Méthode et vérification
Contenus originaux, cadrés sur le programme de sciences et technologie du cycle 3 en vigueur en sixième en 2026-2027. CINQ FICHES DE VINGT POINTS, corrigés séparés, un attendu du programme par fiche. LE CHOIX DES CINQ ATTENDUS EST UNE MESURE, pas une préférence : le site portait déjà un article d'exercices de SVT de sixième sur ce thème, et huit notions y comptaient ZÉRO occurrence — anthropique, géologique, décomposition, micro-organisme, incendie, résilience, sels minéraux, production primaire. Ce sont exactement celles que ces fiches travaillent, et un contrôle rejoue la mesure avant chaque production : si l'autre article se mettait à les traiter, celui-ci s'arrêterait. LES DONNÉES VIENNENT D'UN NOYAU PARTAGÉ avec l'article d'évaluations — les composantes du paysage, les perturbations, les décomposeurs, les besoins des végétaux, les actions humaines — de sorte que les deux pages ne peuvent pas se contredire. LE VOCABULAIRE QUE LE PROGRAMME N'EMPLOIE PAS EST INTERDIT : biotope, biocénose, biomasse et « niveau trophique » comptent zéro occurrence, et un garde le vérifie sur le texte entier. Les cinq couples de formats sont tous différents entre eux, et aucun n'a servi ailleurs en SVT de sixième, jumeau compris.
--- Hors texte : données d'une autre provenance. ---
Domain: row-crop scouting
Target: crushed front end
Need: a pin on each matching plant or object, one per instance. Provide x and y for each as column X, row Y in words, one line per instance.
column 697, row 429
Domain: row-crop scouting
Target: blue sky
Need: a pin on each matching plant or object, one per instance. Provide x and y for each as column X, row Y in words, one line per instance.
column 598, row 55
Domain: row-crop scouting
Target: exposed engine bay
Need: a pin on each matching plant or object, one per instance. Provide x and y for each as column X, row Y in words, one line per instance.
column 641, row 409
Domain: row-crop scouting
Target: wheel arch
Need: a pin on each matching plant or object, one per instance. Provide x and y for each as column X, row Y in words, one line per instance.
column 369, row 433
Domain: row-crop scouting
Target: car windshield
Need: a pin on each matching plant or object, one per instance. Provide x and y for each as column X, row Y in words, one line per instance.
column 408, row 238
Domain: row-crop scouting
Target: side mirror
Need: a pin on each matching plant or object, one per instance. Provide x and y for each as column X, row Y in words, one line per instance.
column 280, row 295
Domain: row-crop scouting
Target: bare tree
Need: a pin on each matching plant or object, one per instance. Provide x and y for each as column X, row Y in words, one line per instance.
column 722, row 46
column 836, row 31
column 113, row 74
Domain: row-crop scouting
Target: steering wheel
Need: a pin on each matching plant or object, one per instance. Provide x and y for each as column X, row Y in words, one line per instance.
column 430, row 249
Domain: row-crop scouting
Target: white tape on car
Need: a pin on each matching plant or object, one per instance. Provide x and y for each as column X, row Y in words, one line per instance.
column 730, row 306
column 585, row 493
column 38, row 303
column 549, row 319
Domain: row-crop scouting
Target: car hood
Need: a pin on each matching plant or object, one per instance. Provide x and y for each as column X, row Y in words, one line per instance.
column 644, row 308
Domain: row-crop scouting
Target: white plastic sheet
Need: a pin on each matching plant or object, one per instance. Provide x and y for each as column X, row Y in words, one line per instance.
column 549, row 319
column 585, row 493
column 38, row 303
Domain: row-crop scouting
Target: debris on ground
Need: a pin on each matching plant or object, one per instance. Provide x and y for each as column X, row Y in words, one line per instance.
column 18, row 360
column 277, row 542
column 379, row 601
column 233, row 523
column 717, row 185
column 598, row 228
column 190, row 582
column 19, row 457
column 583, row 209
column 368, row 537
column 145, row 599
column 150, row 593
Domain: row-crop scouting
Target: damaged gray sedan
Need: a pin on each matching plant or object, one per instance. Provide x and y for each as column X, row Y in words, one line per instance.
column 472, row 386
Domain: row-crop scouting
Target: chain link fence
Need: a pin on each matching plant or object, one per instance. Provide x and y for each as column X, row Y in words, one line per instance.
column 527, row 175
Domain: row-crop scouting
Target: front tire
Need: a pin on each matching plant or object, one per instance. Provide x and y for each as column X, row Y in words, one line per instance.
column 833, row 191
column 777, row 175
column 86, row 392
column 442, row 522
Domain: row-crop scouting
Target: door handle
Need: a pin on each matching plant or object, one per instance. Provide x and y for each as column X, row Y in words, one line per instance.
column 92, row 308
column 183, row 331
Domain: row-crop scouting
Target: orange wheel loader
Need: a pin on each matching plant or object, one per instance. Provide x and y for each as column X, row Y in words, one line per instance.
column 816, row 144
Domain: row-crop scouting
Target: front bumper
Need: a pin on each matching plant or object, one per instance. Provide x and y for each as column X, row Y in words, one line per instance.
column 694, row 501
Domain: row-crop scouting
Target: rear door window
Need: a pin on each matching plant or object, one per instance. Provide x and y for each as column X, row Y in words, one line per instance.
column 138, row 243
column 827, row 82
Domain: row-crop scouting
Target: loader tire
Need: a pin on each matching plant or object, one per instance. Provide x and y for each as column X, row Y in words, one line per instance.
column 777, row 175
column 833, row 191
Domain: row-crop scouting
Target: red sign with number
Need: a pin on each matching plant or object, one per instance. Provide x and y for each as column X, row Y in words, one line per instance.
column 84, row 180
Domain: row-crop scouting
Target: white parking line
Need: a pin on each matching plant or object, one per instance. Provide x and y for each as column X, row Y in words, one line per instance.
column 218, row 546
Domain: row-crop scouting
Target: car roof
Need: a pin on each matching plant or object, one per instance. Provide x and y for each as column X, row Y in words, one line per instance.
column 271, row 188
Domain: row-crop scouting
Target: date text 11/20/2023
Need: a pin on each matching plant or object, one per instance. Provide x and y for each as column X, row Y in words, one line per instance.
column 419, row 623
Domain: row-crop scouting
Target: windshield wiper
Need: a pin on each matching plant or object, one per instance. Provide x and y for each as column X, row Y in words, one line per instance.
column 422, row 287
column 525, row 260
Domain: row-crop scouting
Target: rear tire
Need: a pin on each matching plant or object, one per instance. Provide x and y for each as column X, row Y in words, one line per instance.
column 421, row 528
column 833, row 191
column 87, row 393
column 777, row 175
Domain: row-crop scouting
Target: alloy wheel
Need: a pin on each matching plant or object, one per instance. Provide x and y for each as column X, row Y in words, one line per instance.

Total vérifié à 20 points par fiche.
- Programme de sciences et technologie du cycle 3, texte de 2023 (Bulletin officiel nº 25 du 22 juin 2023), thème « Écosystème : structure, fonctionnement et dynamique ». Le nouveau programme (arrêté du 5 juin 2026) ne s'applique en sixième qu'à la rentrée 2027-2028 : c'est donc le texte de 2023 qui cadre ces fiches. Les attendus travaillés, cités mot pour mot dans la colonne de sixième : « Décrire et interpréter les composantes biologiques, géologiques et anthropiques d'un paysage local à partir d'une sortie » ; « Décrire les effets d'une perturbation naturelle (chablis, incendie) et son évolution au cours du temps » ; « Mettre en évidence que la matière organique est décomposée après la mort (exemple du sol), et dégager le rôle-clé des micro-organismes […] contribuant au cycle de la matière » ; « Justifier la place des végétaux par leur propriété de production primaire ». S'y ajoute l'attendu de fin de cycle « Caractériser les conséquences d'une action humaine sur un écosystème ».